Talking about the end of life

Why did you become interested in end-of-life issues and oncology-palliative communication? And what are they?

I came across my research topic, the end-of-life of cancer patients, during my Master 2 thesis at the École de Journalisme et de Communication d'Aix-Marseille Université (School of Journalism and Communication). This dissertation focused primarily on interactional communication within a palliative care service (between caregivers, between caregivers and patients). However, during the course of my observations, I identified a communication issue that lies at the interface between oncology and palliative medicine, and which has a major impact on the care trajectory of cancer patients. To put it very simply, when a patient becomes incurable, the oncologist finds it difficult to tell him or her. He actively pursues treatment, and tries to maintain his patient's hope through reassurance. At some point, however, the progression of terminal symptoms requires palliative care. Palliative caregivers are then charged with making the patient understand that the terminal phase has begun, and that he or she is going to die. This difference in therapeutic approach to the end of life generates difficulties in the oncology-palliative professional articulation required to support incurable patients. Armed with this research problem, I therefore continued with my thesis under the supervision of Brigitte Juanals, between 2017 and 2021 at the Centre Norbert Elias (EHESS/CNRS/Université d'Avignon/amU).

Can you explain the asymmetry that exists between oncology (treatment that we hope will be curative) and palliative care (care that aims only to comfort the patient, often in the end-of-life phase)? And the repercussions this can have on communication?

The announcement of cancer instantly links the patient to the notion of death. This "cancer/death" association places the oncologist, who announces the pathology, as the sole holder of the therapeutic solution for survival. This therapeutic solution is based on active treatments resulting from extraordinary scientific advances since the second half of the 20^th century. These scientific discoveries are themselves part of a broader societal evolution: health is now a supreme value to which everyone aspires. In this sense, oncology is perfectly in line with contemporary societal standards.

Palliative medicine, on the other hand, embodies values rooted in Christian culture. This implies a strong ideological stance: refusal of any medical act that could accelerate death, refusal of unreasonable obstinacy (i.e. stopping certain chemotherapies deemed too aggressive given the non-existent benefits), and an essentialist conception of the end of life. This means that the terminal phase is considered a precious time, during which the patient, helped by the palliative team, settles certain matters before dying (emotional, financial, spiritual, etc.). This compassionate approach to the end of life runs counter to contemporary systems. In a palliative care service, death is not a taboo; it is prepared for so that conditions are as peaceful as possible.

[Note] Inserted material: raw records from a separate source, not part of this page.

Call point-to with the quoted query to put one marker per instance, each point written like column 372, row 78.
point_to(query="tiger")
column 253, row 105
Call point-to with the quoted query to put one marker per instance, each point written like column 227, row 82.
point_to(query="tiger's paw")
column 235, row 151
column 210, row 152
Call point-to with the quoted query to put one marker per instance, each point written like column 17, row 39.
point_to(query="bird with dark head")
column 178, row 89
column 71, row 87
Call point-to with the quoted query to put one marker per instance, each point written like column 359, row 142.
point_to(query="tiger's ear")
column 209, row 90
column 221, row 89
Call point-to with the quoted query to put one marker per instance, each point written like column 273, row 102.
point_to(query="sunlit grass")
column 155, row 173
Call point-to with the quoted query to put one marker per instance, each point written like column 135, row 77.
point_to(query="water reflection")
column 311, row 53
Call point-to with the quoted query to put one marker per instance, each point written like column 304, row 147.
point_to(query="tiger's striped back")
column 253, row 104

The difference between these two approaches to the end of life creates "value conflicts" between oncologists and palliative care physicians. These conflicts have an impact on patient care, insofar as palliative care is not, or only rarely, requested by the oncologist, who thus avoids having his or her own care questioned.

How do you study these communicative approaches in hospitals?

My ethnographic approach to communicative issues naturally entails a certain investigative methodology. I carry it out with multi-site observations in hospital settings (multidisciplinary oncology consultation meetings, palliative team meetings, patient/doctor appointments, daily work monitoring in different departments, etc.), as well as during interviews with the players in the field (doctor, patient, administrative staff). From the identification of the communication problem, the iterative path of my research refines the understanding of the phenomena observed. I'm interested in the discourses and practices of caregiving, as well as the different contexts in which these discourses and practices evolve, since interactions within a hospital are always part of a wider social framework. Analysing and taking account of this complexity then enables us to envisage info-communication systems adapted to the issues identified, in an attempt to resolve them.

What impact would you like your research to have in the current context of reflection on end-of-life issues?

For years, political, media and public debate has focused on the right to active assistance in dying. Admittedly, this is an important issue for certain patients in particularly painful end-of-life situations. However, end-of-life issues are not limited to euthanasia. In France, almost 160,000 people die of cancer every year. The vast majority of these patients are not concerned by a request for aid in dying. On the other hand, they may be directly - and strongly - impacted by problems of professional articulation between different medical specialties in the care trajectory of their disease. These "deficiencies" in care (with regard to the patient's needs) affect not only the dying patient in the last moments of his or her life, but also his or her loved ones, who will be left for many years with the memories of a chaotic end of life. To answer your question, I'd say that I'd like my research to contribute to improving the oncology-palliative process of caring for incurable patients.